The S&P 500 rose 14.89 points, or 0.94 per cent, to reach 1,597.59 on Thursday, narrowly above the previous record set on Tuesday.
The Dow Jones Industrial Average gained 130.63 points, or 0.89 per cent, to 14,831.58.
The tech-rich Nasdaq Composite Index rose 41.49 points, or 1.26 per cent, to 3,340.62.
The gains were a reversal from Wednesday, when all three indices posted solid losses on weak US and Chinese economic data.
“Investors returned to the risk-trade after the ECB lowered its key interest rate in an effort to spur growth and pull the eurozone out of a recession,” said Wells Fargo in a market note.
“An improvement in the employment picture is also helping lift the market.”
New claims for US unemployment benefits – an indicator of the pace of layoffs – fell by 18,000 to 324,000, the lowest level since mid-January 2008.
General Motors increased 3.2 per cent after reporting a 13.8 per cent drop in first-quarter earnings due to weakness in North America. Analysts were cheered by smaller-than-expected losses in GM’s European operations.
Facebook added 5.6 per cent after reporting a 58 per cent increase in first-quarter profit, fuelled by mobile advertising growth. Facebook said its monthly active users rose 23 per cent from a year ago.
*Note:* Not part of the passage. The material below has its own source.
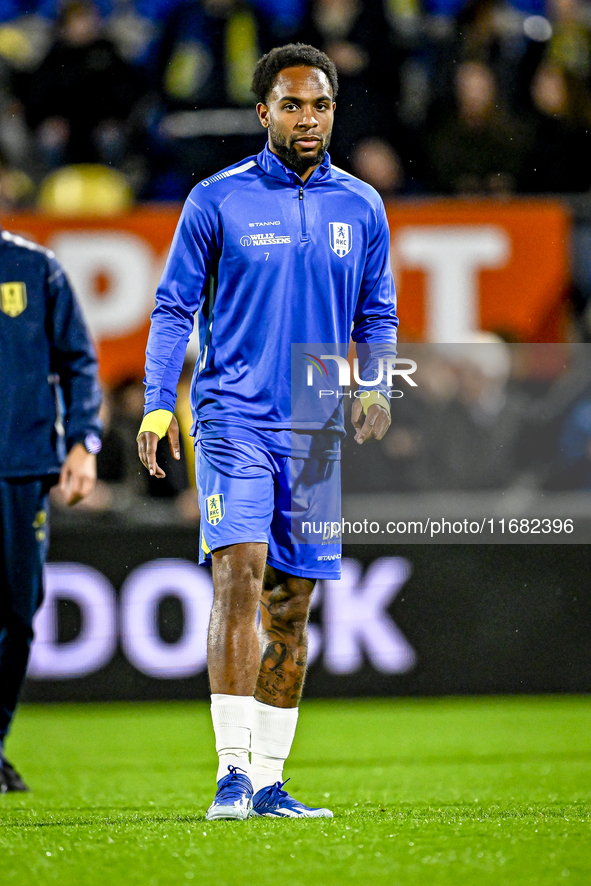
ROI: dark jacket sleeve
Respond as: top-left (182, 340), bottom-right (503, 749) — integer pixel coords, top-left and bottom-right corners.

Yelp, the online reviews site, jumped 27.4 per cent after its first-quarter sales beat analyst projections, with a 68 per cent gain, even as it still reported a net $US4.8 million loss overall.
Credit card firm Visa gained 5.7 per cent after topping earnings expectations by 11 US cents per share.
Gilead Sciences gained 4.1 per cent despite missing analyst expectations in its quarterly earnings. Wells Fargo attributed the rise to Gilead’s announcement of positive test results from a hepatitis C treatment.
Kellogg dipped 1.8 per cent after reporting an 11 per cent decline in profits. The company reaffirmed its full-year profit forecast.
Bond prices rose. The yield on the 10-year Treasury fell to 1.63 per cent from 1.64 per cent late Wednesday, while the yield on the 30-year bond slipped to 2.83 per cent from 2.84 per cent. Bond prices move inversely to yields.